Ottawa — The Conservative Parliamentary Assembly for a two-day retreat says it doesn’t expect the entire review of the party’s election defeat to be shown.

Former Alberta Parliamentarian James Cumming will submit the results of his review to members of the Caucus and the National Council on Thursday.

A party spokesman says the caucuses have the opportunity to explain the content of the review, including its key findings and recommendations, and ask the author questions.

Part of the presentation will also focus on the performance of leader Erin O’Toole during the campaign. Those who are interested in his leadership are eager to see.

The party did not specify whether the caucuses would show the entire review, and the spokesman only said that, unlike past campaign reviews, Outur promised to receive a briefing to the elected members.

Towards today’s meeting, Conservative Rep. Marilyn Gladu wants to see a complete review as someone who appreciates the details, but expects a summary.

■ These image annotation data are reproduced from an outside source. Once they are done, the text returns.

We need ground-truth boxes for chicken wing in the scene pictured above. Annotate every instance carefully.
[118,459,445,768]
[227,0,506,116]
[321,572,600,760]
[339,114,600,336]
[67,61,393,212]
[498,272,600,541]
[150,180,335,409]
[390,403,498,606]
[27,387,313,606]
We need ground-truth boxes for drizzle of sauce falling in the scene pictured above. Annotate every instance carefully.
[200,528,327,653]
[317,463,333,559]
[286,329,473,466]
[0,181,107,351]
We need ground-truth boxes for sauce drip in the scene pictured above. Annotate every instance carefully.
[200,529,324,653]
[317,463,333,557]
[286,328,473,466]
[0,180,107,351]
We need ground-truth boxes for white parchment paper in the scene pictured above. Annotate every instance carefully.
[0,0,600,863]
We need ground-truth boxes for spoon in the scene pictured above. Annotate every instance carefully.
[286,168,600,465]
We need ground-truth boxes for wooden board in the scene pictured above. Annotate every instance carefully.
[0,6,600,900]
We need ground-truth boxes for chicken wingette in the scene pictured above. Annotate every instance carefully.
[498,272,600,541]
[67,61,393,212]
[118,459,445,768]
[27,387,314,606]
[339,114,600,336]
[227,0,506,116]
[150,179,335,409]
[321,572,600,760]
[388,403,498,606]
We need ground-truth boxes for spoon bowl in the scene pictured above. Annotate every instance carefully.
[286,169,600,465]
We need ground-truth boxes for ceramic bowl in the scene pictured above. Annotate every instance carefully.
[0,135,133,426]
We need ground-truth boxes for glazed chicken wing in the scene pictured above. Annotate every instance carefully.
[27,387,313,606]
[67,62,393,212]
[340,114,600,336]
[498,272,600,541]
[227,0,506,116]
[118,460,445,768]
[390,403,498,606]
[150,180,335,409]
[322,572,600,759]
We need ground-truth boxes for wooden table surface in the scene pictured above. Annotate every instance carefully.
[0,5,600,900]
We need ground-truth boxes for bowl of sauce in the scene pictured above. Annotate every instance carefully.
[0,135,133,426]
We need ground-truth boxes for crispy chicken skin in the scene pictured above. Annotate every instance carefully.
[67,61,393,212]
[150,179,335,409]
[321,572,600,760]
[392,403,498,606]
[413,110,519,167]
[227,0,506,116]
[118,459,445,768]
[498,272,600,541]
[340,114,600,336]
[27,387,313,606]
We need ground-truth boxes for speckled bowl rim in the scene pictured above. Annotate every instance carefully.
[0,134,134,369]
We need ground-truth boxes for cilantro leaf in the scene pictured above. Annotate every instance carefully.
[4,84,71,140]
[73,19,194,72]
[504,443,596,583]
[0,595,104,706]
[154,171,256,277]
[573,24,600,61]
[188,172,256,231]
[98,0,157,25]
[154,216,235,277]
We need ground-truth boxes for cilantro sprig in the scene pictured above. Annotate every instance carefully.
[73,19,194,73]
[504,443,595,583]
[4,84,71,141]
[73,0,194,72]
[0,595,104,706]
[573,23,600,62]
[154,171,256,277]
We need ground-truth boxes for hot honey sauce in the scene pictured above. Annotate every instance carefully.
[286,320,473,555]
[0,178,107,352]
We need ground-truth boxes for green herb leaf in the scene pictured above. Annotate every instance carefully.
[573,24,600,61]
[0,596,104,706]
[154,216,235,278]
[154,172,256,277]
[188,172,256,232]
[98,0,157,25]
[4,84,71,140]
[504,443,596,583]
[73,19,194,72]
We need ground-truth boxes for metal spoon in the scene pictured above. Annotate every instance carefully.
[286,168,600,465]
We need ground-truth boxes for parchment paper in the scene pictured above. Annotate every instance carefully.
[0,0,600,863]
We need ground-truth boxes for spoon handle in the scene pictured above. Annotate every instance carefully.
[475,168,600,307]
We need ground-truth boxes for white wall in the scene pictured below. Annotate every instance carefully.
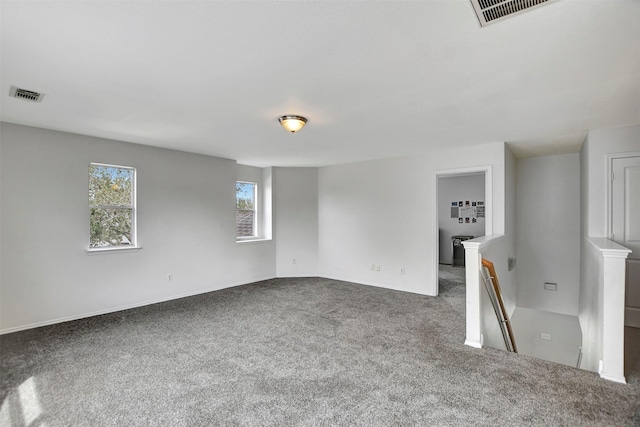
[274,168,318,277]
[579,125,640,371]
[0,123,276,332]
[516,153,580,316]
[438,174,485,264]
[501,144,518,315]
[318,143,505,295]
[583,124,640,237]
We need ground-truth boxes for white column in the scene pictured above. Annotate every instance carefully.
[462,240,482,348]
[599,246,631,383]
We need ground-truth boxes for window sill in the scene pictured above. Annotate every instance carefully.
[87,246,142,255]
[236,237,273,243]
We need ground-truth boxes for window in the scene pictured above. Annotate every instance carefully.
[89,163,136,250]
[236,181,258,239]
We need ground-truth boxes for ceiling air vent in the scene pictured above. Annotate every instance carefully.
[471,0,557,27]
[9,86,44,102]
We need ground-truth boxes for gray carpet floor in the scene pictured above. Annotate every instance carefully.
[0,274,640,427]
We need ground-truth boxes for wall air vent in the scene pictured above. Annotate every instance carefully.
[471,0,557,27]
[9,86,44,102]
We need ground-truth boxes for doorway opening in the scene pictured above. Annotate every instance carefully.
[433,166,493,295]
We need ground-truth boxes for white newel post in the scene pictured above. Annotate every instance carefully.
[598,242,631,383]
[462,240,482,348]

“I want to hear what (Cumming) didn’t do with the campaign, how we acted, and what plans we had to win next,” she said.

Alberta Congressman Glen Motz said his former colleague was confident in his ability to process reviews and “sures that the information he needs is displayed.”

The results of the campaign review come when Outur is calling for a leadership review by mid-June, rather than waiting for members until 2023, which is scheduled to take place as part of the party’s national convention.

Three equestrian associations, including Foothills Alberta Equestrian and Carlton Trail-Eagle Creek Saskatchewan Equestrian, have requested previous votes.

The controversial secular law in Quebec is one of the issues to be raised at today’s conference. The Tory position, known as Bill 21, is one of the pressures that Outur is facing to pave the way forward as a leader.

Some of his lawmakers feel that the party needs to take a stricter stance on the law prohibiting some Quebec civil servants from wearing religious symbols at work. increase. Outur said it was best to leave the matter to the state.